□ 万代辉
明代砖窑
后龙坑仔底,临海的村落,凤凰木梳理沟渠的波光,和野菊花翻动春的气息。
低矮古厝垒砌的明砖清瓦思索着前世今生,燕尾屋脊携着乡愁飞翔,抵达错落有致的精神园囿。
五百年前,生于斯长于斯的先民,洞见脚下蕴藏的铁黏土。手持铁镐、铁铲、木盒、木锤等器具,取土、炼泥、制模、压胚、焙烧……黑红相间的胭脂(烟炙)砖,在窑道的火膛里,诵读柔软到坚硬的使命宣言。
躬耕的身影,嵌入昼夜交替的炉火,以纯青升腾的表达方式,让裹满泥土的脚步,赓续祖辈的方正敦品。
始自明朝隆庆的年号镂刻成标签,每一划书写“中兴”。从黑土到红砖,一双双老茧粗手,捶打乡村起早摸黑的节拍。
墙砖及井砖,吼狮、垂珠等饰物,一件件缝补阴阳,契合工匠抛砖引玉的恭谦。
柔软且坚硬,松散而致密,装饰线条游过岁月之河,带着呼啸的窑烟,飘荡在历史上空。
软泥在揉捏中,切割规整的冗余,赋能实用艺术的张力。穹窿顶砖土结构,笼罩的炽热,温暖时间的守候。

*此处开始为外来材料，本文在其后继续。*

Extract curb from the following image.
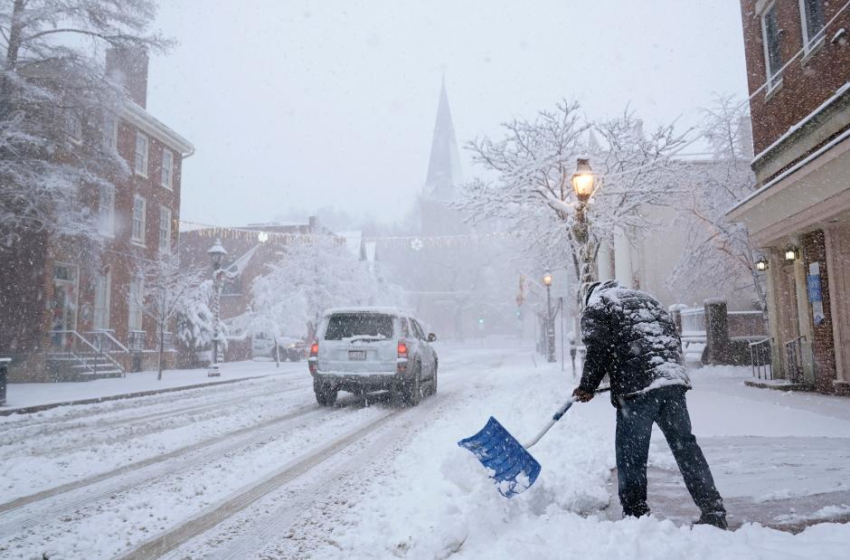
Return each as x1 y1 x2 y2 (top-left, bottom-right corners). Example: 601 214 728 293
0 373 277 416
744 379 815 393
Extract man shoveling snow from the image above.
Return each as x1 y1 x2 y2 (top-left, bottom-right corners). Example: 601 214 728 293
573 281 727 529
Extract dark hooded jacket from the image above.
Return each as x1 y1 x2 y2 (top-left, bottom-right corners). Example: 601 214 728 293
579 281 690 406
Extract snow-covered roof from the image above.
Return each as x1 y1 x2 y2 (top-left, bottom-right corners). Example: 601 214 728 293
122 101 195 158
227 243 262 275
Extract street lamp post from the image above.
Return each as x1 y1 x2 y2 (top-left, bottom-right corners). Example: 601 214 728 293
570 158 595 376
572 159 594 290
207 239 227 377
543 270 555 362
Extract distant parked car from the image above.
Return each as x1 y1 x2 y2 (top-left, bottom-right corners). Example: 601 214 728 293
251 332 310 362
308 307 438 406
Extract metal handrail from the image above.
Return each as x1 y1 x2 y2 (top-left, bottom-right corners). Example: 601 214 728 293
86 330 130 354
785 335 806 383
748 337 773 379
50 330 124 375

哪怕寒夜,炉火边烹茶当酒,在双颊红晕和微醺的眼神里,幻化村庄的彩霞满天。
时至今日,窑火似在燃烧,伴着一缕余温拂面,让心路回望有了和煦的阳光。
海风捎来“天子传音”的北管丝竹,烛台、馔盒、五福方砖、文房四宝……在遗址展馆的墙角和橱窗里,再次上演金木水火土的时代芳华。
惠屿海岛
风浪吟咏的岛礁,拥揽东南大小澳“双月湾”;五公里海岸线如“龙虾出海穴”,横亘于湄洲湾要冲,古称“横屿”。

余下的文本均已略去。